Его отец, лиценциат словесности, как пишет Селин, «опустившийся до службы письмоводителем в компании страхования от пожаров „Феникс“, зарабатывал триста франков в месяц, мать-кружевница не могла содержать дом… под колпаком из газа (триста шестьдесят рожков Ауэра) — мы жили в режиме полного недоедания».

В 1914 году двадцатилетний А.-Ф. Детуш очень скоро получил боевую награду, а заодно и такие серьезные ранения — в частности, пролом черепа, — что его уволили из армии, признав на семьдесят пять процентов непригодным к воинской службе. Благодаря тому, что у него оставалось кое-какое свободное время, Детуш под псевдонимом Селин — выбор его, как мы далее увидим, объясняется весьма странно — опубликовал романы «Путешествие на край ночи» и «Смерть в кредит», которые мгновенно вызвали большой шум, приведя в восторг знатоков литературы, повергли в отчаяние одних и в смятение других, сразу же подняв на ноги свору его непримиримых врагов. Событие, что ни говори, было исключительное, расцененное позднее как «самая громкая литературная сенсация периода между двумя мировыми войнами»[2]

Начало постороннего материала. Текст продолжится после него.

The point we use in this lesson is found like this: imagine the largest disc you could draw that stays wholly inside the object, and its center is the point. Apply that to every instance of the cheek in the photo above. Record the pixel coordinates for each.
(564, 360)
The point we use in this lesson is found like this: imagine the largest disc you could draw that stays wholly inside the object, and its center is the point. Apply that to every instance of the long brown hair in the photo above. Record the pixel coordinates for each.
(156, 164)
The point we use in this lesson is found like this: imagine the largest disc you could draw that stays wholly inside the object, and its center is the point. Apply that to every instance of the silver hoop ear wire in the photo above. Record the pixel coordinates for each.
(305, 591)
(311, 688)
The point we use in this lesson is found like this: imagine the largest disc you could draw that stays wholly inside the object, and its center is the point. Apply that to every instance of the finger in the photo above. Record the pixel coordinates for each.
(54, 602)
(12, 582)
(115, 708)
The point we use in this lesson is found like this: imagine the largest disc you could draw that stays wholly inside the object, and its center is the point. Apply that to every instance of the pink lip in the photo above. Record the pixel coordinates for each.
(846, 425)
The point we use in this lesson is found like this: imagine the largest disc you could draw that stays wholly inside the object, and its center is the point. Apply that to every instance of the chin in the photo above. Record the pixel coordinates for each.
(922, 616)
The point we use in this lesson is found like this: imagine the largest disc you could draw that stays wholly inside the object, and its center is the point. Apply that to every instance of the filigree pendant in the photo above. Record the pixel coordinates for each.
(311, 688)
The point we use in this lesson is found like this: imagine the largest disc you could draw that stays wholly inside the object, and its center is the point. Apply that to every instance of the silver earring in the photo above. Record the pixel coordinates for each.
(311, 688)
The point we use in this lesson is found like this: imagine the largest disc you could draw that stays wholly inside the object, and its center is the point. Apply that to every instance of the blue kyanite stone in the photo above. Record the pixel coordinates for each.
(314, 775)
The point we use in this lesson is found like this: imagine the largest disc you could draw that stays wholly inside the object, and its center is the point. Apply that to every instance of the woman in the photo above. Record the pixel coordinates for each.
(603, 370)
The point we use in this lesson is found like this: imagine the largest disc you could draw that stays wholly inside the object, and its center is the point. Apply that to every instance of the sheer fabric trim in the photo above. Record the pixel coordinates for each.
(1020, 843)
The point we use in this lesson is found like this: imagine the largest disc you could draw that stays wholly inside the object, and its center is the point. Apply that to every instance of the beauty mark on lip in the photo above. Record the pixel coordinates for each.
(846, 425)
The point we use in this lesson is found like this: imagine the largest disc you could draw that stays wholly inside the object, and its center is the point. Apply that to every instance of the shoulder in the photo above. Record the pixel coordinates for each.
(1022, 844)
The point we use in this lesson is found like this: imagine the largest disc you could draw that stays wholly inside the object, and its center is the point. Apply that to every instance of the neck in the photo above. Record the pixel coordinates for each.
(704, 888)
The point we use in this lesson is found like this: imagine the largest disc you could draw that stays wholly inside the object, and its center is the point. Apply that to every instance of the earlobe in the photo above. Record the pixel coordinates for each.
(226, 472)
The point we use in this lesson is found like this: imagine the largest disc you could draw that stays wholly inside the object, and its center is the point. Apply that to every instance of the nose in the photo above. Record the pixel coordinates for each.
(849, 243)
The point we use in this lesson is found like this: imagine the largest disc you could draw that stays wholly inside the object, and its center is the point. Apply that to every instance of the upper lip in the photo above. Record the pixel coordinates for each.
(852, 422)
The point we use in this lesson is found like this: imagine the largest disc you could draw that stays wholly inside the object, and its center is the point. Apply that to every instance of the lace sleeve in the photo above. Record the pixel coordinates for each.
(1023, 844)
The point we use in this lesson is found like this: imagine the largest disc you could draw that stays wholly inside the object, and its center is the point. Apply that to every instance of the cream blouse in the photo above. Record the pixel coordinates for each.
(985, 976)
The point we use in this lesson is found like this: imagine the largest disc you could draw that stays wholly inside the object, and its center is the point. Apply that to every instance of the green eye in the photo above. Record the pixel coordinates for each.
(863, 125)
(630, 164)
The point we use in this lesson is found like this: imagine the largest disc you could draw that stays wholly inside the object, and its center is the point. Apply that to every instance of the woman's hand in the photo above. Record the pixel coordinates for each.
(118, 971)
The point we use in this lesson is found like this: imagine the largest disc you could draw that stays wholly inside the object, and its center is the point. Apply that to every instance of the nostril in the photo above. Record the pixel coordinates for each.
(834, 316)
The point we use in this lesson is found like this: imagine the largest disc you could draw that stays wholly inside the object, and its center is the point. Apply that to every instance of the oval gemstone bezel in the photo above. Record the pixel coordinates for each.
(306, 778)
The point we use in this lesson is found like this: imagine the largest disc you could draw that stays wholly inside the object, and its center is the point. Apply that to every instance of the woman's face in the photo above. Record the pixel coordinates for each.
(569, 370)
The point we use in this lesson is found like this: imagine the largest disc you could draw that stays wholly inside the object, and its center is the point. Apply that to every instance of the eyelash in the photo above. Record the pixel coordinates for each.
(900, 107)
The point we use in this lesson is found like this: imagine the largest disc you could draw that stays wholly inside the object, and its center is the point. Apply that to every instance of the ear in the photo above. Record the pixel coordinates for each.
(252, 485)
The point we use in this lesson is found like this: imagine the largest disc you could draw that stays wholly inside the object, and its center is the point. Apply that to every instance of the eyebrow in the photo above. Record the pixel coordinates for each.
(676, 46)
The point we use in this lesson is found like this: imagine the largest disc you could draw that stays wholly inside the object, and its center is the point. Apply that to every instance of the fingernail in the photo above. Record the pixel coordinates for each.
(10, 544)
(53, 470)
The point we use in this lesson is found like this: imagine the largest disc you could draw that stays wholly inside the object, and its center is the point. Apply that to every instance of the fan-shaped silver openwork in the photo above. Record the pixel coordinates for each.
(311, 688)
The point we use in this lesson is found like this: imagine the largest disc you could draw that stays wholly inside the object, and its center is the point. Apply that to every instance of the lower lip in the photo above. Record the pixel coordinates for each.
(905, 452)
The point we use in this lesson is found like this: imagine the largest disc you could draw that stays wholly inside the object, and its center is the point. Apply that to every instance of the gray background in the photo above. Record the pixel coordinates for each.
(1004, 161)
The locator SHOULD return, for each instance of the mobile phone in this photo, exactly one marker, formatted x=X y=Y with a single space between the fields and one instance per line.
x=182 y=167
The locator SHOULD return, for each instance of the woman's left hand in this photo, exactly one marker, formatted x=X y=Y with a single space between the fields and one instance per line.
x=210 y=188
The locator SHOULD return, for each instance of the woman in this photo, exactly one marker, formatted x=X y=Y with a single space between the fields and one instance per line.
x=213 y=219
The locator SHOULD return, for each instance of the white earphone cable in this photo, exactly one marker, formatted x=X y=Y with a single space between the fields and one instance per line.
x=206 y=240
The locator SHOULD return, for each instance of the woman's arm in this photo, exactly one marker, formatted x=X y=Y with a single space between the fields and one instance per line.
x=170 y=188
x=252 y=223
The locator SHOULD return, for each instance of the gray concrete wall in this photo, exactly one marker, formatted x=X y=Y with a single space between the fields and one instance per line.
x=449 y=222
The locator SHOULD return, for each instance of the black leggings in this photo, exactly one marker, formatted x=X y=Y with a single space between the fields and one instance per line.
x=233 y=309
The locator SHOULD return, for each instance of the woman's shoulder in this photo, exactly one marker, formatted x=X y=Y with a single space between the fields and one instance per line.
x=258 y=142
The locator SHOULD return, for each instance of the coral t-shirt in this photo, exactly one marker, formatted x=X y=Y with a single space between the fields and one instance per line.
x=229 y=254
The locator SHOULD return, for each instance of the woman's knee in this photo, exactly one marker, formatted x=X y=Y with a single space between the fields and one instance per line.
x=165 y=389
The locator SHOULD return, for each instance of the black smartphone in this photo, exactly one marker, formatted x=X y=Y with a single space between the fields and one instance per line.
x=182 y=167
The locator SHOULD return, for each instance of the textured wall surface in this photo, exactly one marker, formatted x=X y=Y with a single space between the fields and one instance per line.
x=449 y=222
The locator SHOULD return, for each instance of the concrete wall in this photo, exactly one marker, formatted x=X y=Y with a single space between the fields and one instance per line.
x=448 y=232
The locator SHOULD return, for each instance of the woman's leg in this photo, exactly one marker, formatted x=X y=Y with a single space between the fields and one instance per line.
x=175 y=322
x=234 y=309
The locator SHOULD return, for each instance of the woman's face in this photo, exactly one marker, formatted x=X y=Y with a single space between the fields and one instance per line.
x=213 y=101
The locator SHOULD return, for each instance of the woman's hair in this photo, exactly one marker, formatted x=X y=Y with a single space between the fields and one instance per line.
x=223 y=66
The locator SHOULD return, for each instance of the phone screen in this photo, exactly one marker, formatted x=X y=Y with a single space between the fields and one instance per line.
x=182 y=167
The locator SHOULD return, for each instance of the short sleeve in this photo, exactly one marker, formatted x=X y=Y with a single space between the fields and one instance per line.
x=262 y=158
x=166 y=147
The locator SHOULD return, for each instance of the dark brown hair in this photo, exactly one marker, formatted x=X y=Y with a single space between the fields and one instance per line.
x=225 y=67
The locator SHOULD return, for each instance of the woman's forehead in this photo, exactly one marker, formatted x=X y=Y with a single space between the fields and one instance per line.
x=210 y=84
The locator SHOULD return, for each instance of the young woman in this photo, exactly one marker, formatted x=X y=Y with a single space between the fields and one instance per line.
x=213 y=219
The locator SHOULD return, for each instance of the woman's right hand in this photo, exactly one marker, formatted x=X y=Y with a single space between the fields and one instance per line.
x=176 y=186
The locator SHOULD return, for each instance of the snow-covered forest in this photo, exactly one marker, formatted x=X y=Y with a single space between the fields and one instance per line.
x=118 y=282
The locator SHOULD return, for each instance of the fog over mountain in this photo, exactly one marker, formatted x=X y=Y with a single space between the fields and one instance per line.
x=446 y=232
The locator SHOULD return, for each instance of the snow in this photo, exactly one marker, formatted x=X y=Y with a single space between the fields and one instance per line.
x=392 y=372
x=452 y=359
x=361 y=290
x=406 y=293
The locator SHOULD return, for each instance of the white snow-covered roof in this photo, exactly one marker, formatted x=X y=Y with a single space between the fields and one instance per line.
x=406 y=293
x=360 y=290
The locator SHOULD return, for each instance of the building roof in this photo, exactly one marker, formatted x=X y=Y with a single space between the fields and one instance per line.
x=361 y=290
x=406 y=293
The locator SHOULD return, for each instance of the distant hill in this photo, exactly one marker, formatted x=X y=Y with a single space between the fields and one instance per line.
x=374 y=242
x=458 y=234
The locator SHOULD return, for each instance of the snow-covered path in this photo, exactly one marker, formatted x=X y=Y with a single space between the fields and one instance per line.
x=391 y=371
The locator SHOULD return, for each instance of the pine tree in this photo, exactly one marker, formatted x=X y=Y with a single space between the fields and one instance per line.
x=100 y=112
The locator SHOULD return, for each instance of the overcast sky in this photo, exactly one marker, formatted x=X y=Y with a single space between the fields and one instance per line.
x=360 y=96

Книги Л-Ф. Селина, появившиеся вслед за этими произведениями, почти все были грубыми памфлетами; мы их не переиздаем. Но два его романа, — этот дерзкий автобиографический итог всматривания в жизнь — являют собой истинное творчество, которое тут же стали прославлять или отвергать, но творчество могучее и живописное. «Свора быстро настигла зверя, и все поехало!» Автор, по-прежнему охотно пророчествующий, недавно прибавил: «Предлогом для травли стал антисемитизм?.. а преследования начались не из-за него, а из-за „Путешествия…“ и не видать мне покоя, пока китайцы не нагрянут в Брест… до года этак 1965».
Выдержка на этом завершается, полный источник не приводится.